Im Idealfall automatisieren Sie beim PoC einen Geschäftsprozess, durch den sich die Arbeitssituation der Mitarbeiter unmittelbar und spürbar verbessert. Etwa indem Routinearbeiten entfallen oder sie besonders viel Zeit sparen. Der schnelle Erfolg sorgt für eine befürwortende Grundstimmung im Unternehmen und eine günstige Ausgangsposition für weitere Digitalisierungsvorhaben.
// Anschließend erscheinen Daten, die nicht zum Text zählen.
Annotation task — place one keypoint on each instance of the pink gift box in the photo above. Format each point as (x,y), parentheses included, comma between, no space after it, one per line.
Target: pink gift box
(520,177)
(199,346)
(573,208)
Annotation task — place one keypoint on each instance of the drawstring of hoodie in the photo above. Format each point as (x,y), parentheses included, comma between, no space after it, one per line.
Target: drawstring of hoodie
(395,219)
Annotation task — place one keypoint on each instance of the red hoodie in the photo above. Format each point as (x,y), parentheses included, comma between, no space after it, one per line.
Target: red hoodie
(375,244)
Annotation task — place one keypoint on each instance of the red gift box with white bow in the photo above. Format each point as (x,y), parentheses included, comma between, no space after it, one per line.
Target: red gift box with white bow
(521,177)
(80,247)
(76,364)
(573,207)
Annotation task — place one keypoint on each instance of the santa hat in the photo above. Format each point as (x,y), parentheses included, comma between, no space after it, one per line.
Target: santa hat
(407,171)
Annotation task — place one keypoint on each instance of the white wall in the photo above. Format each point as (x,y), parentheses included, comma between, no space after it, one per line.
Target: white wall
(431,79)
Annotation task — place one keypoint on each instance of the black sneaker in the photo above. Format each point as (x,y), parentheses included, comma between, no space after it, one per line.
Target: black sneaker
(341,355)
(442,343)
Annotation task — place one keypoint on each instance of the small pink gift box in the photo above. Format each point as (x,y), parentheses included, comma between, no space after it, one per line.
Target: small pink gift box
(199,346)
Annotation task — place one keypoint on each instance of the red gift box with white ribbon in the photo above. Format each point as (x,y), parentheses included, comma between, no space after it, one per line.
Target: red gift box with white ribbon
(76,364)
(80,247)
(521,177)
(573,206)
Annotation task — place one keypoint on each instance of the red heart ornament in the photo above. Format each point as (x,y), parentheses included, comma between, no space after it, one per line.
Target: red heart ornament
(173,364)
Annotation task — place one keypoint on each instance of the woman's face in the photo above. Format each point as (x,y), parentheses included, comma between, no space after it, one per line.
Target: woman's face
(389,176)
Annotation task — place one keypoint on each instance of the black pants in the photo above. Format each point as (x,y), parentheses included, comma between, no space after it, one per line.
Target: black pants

10. Erfolgsfaktor: Nutzen Sie Expertenwissen

Ohne Hilfe von Spezialisten ist eine professionelle Digitalisierung kaum zielführend möglich. Alleingänge von Unternehmen in der Vergangenheit zeigen, dass eine digitale Transformation auf eigene Faust kaum Erfolge liefert. Die Gründe liegen auf der Hand: Immer komplexere IT-Strukturen, rasante Entwicklungszyklen und fehlende Fachkenntnisse machen ein Schritthalten am Puls der Zeit unmöglich.

Anführungszeichen

Ohne Hilfe von Spezialisten ist eine professionelle Digitalisierung kaum zielführend möglich.

Ziehen Sie daher die Erfahrung und das Wissen von Experten zurate. Diese kennen bereits eine Vielzahl von IT-Landschaften und können Konsequenzen und Auswirkungen verschiedener Szenarien exakt einschätzen und beurteilen, die für einen optimalen Betriebsablauf notwendig sind.

Durch diese externe Unterstützung beschleunigen Sie die digitale Transformation, reduzieren zugleich Risiken auf ein Minimum und sparen mittel- und langfristig Kosten.